Basic description of jointing equipment and its use. November 11, 2008

Reprinted with permission from MLS Machinery, Inc.

Jointers are considered a standard machine found in most common woodworking shops from the one-man shop to the larger operation. In larger shops they are rarely used because other machines might have similar functions such as moulders or planers. A jointer basically makes a piece of solid wood the same thickness throughout. Initially when solid wood comes into a factory it is not 100% level, it might be thicker on one end than the other or might have variations in tolerance purely because of the natural growth of the tree.

Once a piece of wood is cut from a log and possibly not dried properly (all lumber is normally dried in kilns prior to being used) it will warp and cup. Therefore to start working on a solid piece of wood it has be jointed first so that it has a uniform thickness on all four sides before the part can go into the next operation, E.G. sanding.

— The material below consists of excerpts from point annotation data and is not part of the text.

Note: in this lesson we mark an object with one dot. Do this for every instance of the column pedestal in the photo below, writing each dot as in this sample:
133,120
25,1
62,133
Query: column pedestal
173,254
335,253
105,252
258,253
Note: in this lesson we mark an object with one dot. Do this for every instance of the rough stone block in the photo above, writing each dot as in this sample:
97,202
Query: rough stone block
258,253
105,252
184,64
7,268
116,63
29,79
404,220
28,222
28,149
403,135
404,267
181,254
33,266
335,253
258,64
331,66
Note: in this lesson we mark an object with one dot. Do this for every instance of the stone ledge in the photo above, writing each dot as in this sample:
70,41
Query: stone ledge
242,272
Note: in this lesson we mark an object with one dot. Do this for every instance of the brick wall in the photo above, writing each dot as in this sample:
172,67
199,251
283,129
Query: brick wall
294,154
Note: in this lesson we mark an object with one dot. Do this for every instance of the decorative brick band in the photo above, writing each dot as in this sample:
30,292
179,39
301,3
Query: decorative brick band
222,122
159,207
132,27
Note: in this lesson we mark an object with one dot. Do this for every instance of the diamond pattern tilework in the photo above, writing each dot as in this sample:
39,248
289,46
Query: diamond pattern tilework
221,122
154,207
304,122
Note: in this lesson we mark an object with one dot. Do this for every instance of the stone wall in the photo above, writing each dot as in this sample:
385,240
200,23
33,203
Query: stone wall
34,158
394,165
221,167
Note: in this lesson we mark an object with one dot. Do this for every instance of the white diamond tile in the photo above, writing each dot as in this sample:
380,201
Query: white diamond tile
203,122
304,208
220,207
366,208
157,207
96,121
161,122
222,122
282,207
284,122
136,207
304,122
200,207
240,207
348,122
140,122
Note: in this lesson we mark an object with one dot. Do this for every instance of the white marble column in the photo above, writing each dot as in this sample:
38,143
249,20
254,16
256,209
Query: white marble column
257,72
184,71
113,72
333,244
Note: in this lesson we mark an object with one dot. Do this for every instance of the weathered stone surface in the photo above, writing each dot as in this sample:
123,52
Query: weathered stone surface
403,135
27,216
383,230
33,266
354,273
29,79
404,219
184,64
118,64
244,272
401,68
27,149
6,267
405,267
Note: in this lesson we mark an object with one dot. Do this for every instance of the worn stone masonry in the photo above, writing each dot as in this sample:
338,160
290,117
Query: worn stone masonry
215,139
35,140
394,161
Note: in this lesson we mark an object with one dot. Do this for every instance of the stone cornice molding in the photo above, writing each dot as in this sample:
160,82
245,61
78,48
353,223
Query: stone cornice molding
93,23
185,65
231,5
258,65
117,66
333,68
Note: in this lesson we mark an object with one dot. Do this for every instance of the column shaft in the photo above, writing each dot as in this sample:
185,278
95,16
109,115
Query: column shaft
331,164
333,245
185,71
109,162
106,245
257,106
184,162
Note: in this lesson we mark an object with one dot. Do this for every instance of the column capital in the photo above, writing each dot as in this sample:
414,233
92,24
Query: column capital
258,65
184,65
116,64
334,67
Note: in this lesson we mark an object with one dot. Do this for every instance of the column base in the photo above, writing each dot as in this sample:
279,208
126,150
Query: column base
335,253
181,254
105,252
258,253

A jointer has two tables and a fence with a rotating knife, one table will normally be set a little lower than the other. As the wood feeds over the knife it will cut the material down in the areas where it is too thick. The tolerances used are minimal so the levels of the two tables are set very close to each other, just enough to take out the thicker parts of wood that are not level, this allows less wastage of good material.

Planers, jointers, table saws, band saws, normally fall under the general machine categories and are considered as standard machines for most small shops.